A right of light is a right to enjoy the natural light that passes over someone else’s land and then enters your property through apertures in a building. Apertures include windows or openings and glass roofs.
Importantly, a right of light cannot exist over bare land. As such there is, for example, no right to light into your garden. There must be a building and there must be windows or other apertures through which the light passes.
Rights of light also do not exist to preserve uninterrupted views or to prevent a property from being overlooked.
Rights of light can be granted expressly, usually in a transfer or conveyance where someone sells part of a larger plot or in an independent deed. They can also be acquired over time by long continuous use, a principle known as prescription. Continuity can be broken, not only be physical obstruction to natural light, but also by the service of a Light Obstruction Notice. An interruption of 12 months or more will often prevent the acquisition of a prescriptive right to light.
How extensive is a right of light?
A right of light entitles the benefitting landowner to enjoy only such natural light as is required to enable the room through which the light enters to be used for its ‘ordinary purpose.’
This means that different rooms and spaces which are used for different things are entitled to receive different levels of natural light. For example, a storage room does not require as much light as a living space. To complicate matters, potential future uses can be taken into account.
The actual or anticipated reduction in a natural light entering a room can be measured scientifically by specialist right to light surveyors.

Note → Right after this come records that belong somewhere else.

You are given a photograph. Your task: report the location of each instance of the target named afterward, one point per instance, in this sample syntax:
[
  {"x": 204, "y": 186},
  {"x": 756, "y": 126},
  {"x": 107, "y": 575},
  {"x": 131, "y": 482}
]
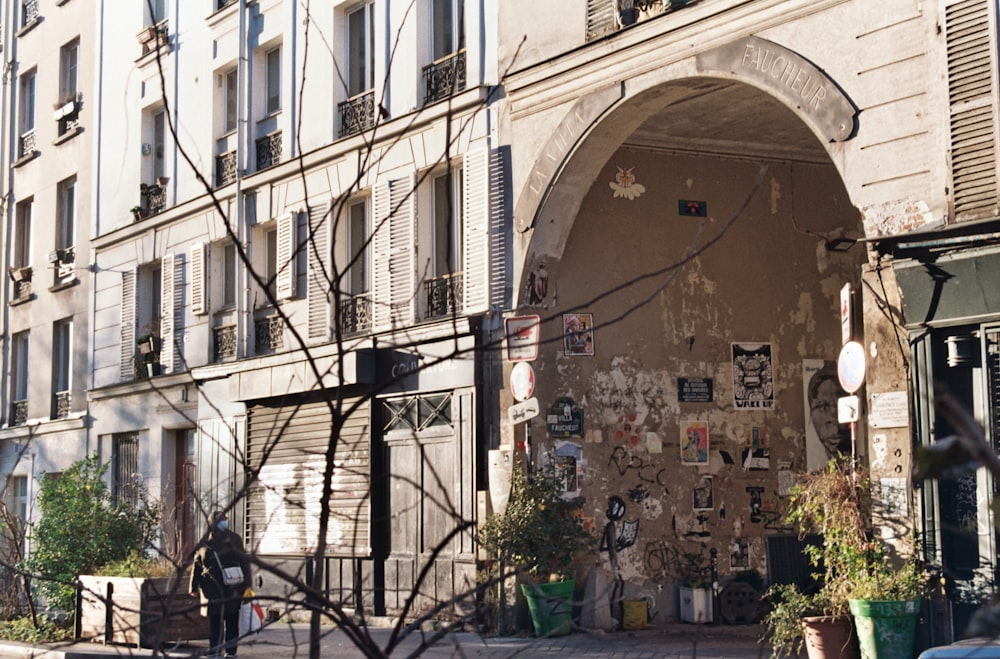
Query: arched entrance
[{"x": 686, "y": 259}]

There are complex arguments as to what level of natural light (or reduction in light) is considered acceptable, but it is frequently argued that at least 50% of the room must remain adequately lit for an infringement to be actionable.

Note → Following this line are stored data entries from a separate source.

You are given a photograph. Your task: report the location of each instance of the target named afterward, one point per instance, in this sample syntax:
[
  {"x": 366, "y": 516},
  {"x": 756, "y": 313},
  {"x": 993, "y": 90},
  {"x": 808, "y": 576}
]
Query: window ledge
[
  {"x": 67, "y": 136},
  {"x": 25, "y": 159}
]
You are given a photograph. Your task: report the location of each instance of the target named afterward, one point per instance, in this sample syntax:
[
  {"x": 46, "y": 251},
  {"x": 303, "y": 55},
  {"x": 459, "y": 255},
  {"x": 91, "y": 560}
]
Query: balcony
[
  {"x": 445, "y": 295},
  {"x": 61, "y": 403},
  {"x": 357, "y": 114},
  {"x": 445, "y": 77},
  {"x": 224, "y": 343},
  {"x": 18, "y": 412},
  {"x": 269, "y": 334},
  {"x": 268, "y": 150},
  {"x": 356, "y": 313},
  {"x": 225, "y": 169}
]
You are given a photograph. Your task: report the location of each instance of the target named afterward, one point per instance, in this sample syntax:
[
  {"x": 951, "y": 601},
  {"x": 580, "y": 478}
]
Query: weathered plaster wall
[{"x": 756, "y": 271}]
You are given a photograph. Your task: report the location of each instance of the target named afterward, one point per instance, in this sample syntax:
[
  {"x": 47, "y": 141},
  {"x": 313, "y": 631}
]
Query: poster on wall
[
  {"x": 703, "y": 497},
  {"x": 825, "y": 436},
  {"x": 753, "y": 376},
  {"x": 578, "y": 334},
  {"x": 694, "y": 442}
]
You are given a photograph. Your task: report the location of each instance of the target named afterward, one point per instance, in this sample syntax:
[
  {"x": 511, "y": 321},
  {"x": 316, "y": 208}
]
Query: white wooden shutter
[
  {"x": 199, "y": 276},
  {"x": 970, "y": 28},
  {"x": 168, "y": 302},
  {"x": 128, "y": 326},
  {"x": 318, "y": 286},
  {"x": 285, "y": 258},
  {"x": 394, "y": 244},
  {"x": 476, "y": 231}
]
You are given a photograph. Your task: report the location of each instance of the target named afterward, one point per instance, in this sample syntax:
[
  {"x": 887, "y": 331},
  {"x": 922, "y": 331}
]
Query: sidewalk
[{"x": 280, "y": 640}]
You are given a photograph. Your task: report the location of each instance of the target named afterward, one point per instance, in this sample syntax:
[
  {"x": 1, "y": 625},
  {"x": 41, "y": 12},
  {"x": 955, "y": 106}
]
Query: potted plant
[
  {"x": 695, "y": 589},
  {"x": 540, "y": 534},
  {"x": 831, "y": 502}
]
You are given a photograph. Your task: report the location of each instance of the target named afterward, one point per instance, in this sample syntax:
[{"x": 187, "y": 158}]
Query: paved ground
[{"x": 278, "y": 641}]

Obstruction of rights of light
Commonly, rights of light will be threatened or interfered with by the development of neighbouring land, or the erection of some form of obstruction.

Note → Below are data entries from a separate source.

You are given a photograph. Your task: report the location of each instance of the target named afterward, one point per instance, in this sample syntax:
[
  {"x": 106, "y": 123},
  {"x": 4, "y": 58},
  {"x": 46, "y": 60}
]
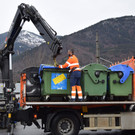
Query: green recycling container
[
  {"x": 117, "y": 88},
  {"x": 54, "y": 81},
  {"x": 94, "y": 80}
]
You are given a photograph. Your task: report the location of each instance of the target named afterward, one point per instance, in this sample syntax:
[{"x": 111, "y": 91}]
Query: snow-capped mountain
[{"x": 30, "y": 39}]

Whether an obstruction of the light constitutes a legally actionable interference is dependent upon the amount of light which the room is entitled to receive in the first place and how much that light has been reduced by the presence of the obstruction (or will be, if the obstruction is proposed). It is possible for the light to be reduced without it constituting an actionable loss of light.
To be actionable, the loss of light must amount to a ‘nuisance.’ This means proving that the reasonable enjoyment of the room/space has been substantially interfered with and is substantially less comfortable than before. This involves assessing how much light was originally enjoyed and the net reduction of light as a result of the obstruction. Expert evidence from a specialist right of light surveyor guided by a solicitor is essential to determine this.
What action can be taken?
An actionable infringement with a right of light entitles the benefitting landowner to seek an injunction compelling the removal of, or prohibiting construction of the obstruction, or the payment of damages in lieu. Often, compensation is negotiated. Compensation payments can be substantial, particularly if a major development is affected and an injunction is obtained or likely to be obtained.